# Stock Stereo Wiring Harness Question



## mwong168 (Sep 20, 2010)

I successfully removed my stock stereo by following the DIY guide written by P11SR20DET (thanks!). However my stock stereo harness is a bit different from the one in his write up. I managed to sort out the front and rear speakers with the assistance of a AA battery. Now I am stuck on the following:










On my double din 7" touch screen deck I bought from ebay all I have left to connect is the +12V, accessory and ground. Now from the picture above which one is which and which two won't be used? I don't want to keep guessing as I have already tried what I thought was what P11SR20DET was referring to without any luck  It's 1:40am and going to bed now but if anyone knows what each wire corresponds to in the picture above please help!

Thanks in advance guys!

Mike


----------



## mwong168 (Sep 20, 2010)

Problem solved... sort of. I determined using a test light that the grey/blue wire is ACC but the other four I have no clue what they were. I was expecting to find a +12V constant there but nothing would light up. I know my ground on my test light was good cause I was able to determine the ACC wire. Anyhow, I just cut and taped up the other four and ran a wire from the fuse panel from the cigarette lighter to get my +12V constant and now my deck is installed and working. 

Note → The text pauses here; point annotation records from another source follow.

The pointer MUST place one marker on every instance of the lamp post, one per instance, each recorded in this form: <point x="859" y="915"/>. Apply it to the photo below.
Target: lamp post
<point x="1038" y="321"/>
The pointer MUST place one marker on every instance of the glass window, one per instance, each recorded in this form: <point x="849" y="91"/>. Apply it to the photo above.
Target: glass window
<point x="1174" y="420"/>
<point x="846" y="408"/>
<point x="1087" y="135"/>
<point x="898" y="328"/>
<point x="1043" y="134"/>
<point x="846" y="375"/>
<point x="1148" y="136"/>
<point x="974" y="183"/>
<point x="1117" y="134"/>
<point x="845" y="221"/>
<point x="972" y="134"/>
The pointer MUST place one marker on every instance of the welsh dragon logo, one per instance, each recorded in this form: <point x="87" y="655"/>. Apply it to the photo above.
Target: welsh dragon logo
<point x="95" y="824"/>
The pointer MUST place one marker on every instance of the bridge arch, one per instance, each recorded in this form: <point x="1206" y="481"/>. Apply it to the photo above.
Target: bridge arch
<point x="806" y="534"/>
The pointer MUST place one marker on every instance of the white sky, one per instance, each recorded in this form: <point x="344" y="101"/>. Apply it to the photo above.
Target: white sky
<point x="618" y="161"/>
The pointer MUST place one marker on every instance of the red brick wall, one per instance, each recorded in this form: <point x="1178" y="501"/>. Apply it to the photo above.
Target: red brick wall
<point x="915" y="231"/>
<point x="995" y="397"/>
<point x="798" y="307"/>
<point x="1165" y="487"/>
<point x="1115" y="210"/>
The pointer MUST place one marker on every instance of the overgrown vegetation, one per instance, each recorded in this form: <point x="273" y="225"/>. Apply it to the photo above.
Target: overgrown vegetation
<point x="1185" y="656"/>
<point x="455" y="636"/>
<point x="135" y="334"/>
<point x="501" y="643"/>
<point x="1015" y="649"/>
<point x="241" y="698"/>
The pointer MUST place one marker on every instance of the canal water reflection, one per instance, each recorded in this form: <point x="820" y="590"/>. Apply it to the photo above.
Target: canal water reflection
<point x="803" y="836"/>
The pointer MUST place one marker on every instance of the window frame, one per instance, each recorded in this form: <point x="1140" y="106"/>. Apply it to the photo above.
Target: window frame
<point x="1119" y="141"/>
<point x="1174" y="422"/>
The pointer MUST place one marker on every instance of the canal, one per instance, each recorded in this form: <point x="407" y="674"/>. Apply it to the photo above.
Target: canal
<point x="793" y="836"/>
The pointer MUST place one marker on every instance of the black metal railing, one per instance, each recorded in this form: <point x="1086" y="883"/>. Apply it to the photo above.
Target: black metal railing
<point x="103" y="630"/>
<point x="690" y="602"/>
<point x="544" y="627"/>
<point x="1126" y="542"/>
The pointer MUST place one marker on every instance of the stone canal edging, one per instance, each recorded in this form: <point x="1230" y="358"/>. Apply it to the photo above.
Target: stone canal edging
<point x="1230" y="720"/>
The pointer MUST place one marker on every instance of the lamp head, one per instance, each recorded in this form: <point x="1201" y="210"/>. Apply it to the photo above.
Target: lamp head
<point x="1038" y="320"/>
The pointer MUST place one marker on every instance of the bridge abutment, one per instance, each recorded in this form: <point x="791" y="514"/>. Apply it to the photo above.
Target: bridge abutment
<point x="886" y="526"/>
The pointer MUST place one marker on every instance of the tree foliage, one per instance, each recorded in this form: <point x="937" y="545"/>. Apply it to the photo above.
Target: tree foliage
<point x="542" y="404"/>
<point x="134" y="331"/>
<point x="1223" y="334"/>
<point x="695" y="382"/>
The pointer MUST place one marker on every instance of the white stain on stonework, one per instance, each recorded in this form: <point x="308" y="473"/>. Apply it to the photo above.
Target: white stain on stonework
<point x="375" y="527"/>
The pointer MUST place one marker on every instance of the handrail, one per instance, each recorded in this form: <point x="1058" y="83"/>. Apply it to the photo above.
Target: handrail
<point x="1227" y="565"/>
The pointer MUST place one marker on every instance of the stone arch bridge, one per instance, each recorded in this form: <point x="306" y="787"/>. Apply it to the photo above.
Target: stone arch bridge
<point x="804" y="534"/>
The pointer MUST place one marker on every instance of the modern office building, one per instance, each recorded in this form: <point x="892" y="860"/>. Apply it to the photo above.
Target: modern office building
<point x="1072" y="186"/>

By the way, I called the dealer and spoke to someone in service and asked if they could pull up a stereo wiring harness for my deck and they said they don't have it. Then I ask him what kind of bulbs are in my fogs and he drew a blank like the parts guy. Way to go Nissan Canada :lame: I love the car but I'm finding out local support for this car is non existent just like aftermarket parts for it. This forum and the australlian x-trail forums are great and have tons of information. Thanks anyways guys.


----------



## aussietrail (Sep 24, 2004)

Hi Mike, I have answered your question on the Australian Forum, but I will copy my answer here for the benefit of others wanting to know:

Wires designation as follows:

* battery +ve is Yellow/Green
* ACC is Grey/Blue
* Light Switch Red/Blue
* Antenna Amp Power is Yellow/Red

There is no dedicated ground wire on the factory harness, as the head unit is being grounded through one of the mounting screws directly to the chassis.

Please note also that it is much easier to buy an ISO adapter harness which would like your factory harness with the aftermarket one. This would save you from cutting any wires.


----------



## bestvader (May 25, 2009)

I have a 2006 Bona Vista Edition (in Canada) and I used the Best Kits BHA7550 wiring harness - worked like a charm and I picked it up for $3 on ebay.


----------